In the private sector, tighter lending standards (combined with only gradual easing of interest rates) are expected to constrain project financing and squeeze contractor margins, especially in the commercial and residential sectors.
This tighter environment means increased scrutiny and documentation, higher equity contributions, larger contingency reserves, stronger borrower profiles, emphasis on specific asset classes, technological integrations and a focus on sustainability. These lender requirements are especially prevalent with larger, traditional banks, causing a shift to private credit, which offers more flexibility — but often at a premium interest rate.
Policy, tariffs and public funding
Tariff uncertainty and trade policy are expected to keep input prices volatile and complicate long-term contracting. Construction contract language is evolving to contemplate tariff-adjustment or escalation clauses, which operate to pass those costs directly to the owner. On the public side, major infrastructure and energy-related programs such as the Infrastructure and Jobs Act of 2021 face sunset dates and potential federal spending cutbacks in late 2026, creating risk for firms heavily reliant on government work and requiring more careful backlog and cash‑flow planning. Nevertheless, current trends suggest the need for institutional, infrastructure, data centers and certain energy projects remains relatively stable.
Labor shortages
The industry continues to face a severe shortage of skilled craft workers and supervisors, driven by an aging workforce and too few young entrants, with projections indicating a need for hundreds of thousands of additional workers by 2026 in the U.S. alone.
Additionally, construction wages are rising faster than the broader economy, and tighter immigration policy has added more upward pressure. As a result, project costs will go up, schedules will lengthen, and this will make staffing complex projects — data centers, manufacturing, and infrastructure — particularly difficult.

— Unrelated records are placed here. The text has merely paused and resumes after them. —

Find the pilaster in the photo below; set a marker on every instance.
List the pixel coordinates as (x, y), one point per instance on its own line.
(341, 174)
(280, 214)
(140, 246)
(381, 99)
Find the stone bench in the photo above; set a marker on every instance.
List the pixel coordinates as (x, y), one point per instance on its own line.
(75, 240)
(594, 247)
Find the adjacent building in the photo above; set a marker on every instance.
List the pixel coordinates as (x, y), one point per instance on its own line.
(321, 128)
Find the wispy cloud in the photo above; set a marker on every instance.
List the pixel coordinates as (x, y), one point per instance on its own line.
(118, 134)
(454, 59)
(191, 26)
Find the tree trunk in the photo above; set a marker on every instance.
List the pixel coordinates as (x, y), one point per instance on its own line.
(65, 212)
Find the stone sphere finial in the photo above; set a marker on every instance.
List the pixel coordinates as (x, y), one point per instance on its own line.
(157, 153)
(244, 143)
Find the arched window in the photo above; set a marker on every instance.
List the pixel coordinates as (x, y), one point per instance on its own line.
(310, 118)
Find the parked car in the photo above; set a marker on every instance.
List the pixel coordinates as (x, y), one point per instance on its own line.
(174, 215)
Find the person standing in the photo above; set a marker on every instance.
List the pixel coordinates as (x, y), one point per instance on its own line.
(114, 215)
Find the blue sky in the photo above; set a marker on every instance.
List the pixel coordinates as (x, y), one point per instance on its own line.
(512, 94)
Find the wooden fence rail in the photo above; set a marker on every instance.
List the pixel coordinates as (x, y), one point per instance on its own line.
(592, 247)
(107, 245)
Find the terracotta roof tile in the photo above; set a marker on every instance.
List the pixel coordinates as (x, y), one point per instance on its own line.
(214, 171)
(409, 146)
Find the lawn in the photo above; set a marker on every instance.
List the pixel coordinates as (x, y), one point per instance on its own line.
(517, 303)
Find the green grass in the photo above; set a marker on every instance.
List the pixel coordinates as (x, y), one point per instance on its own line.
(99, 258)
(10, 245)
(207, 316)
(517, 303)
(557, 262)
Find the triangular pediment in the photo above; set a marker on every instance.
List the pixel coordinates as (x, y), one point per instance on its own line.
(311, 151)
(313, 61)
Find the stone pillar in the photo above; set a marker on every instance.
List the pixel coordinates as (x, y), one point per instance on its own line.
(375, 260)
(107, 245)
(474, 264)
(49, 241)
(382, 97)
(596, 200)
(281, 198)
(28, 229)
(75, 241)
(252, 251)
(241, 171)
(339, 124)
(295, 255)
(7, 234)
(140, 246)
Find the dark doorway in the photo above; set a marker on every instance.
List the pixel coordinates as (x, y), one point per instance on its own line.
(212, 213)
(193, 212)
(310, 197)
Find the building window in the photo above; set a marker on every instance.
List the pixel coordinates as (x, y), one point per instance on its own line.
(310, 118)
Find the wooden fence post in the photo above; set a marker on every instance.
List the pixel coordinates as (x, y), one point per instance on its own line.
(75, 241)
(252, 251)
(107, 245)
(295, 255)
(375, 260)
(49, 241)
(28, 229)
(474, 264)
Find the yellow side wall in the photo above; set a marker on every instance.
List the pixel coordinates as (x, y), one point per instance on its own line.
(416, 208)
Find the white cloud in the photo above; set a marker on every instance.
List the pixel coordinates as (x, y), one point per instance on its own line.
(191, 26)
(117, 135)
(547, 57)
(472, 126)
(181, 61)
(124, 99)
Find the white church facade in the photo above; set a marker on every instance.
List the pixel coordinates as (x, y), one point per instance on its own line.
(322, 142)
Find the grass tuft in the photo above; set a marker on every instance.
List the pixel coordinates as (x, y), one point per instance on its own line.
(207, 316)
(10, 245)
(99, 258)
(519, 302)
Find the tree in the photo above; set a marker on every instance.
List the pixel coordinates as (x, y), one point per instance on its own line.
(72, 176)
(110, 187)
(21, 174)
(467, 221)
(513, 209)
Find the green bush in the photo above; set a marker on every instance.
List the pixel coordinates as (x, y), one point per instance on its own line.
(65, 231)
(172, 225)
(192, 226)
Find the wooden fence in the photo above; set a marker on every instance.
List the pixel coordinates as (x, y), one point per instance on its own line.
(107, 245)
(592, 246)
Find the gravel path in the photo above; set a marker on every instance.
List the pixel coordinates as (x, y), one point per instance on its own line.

In order to position themselves against the labor and talent shortage, contractors might consider adopting digital tools. That could include BIM, drones, data analytics to control costs and mitigate disputes and leveraging artificial intelligence.
Demand shifts
Forecasts point to sluggish or declining spend in some commercial and manufacturing segments as data centers, energy and infrastructure projects expand. This uneven demand will press contractors to adjust portfolios, pursue new sectors and manage overcapacity or understaffing depending on region and specialty. Data centers and megaprojects are the place to be in 2026, but with that comes increased competition for those jobs, as well as the skilled workers needed to build them.
In response to a continuing housing shortage, reconstruction projects and adaptive reuse are gaining momentum, which attempt to solve the issue of the housing shortage while utilizing underutilized commercial and office buildings. To that end, the ROAD to Housing Act directs HUD to develop best practices to provide municipal governments with options to increase housing at the local level.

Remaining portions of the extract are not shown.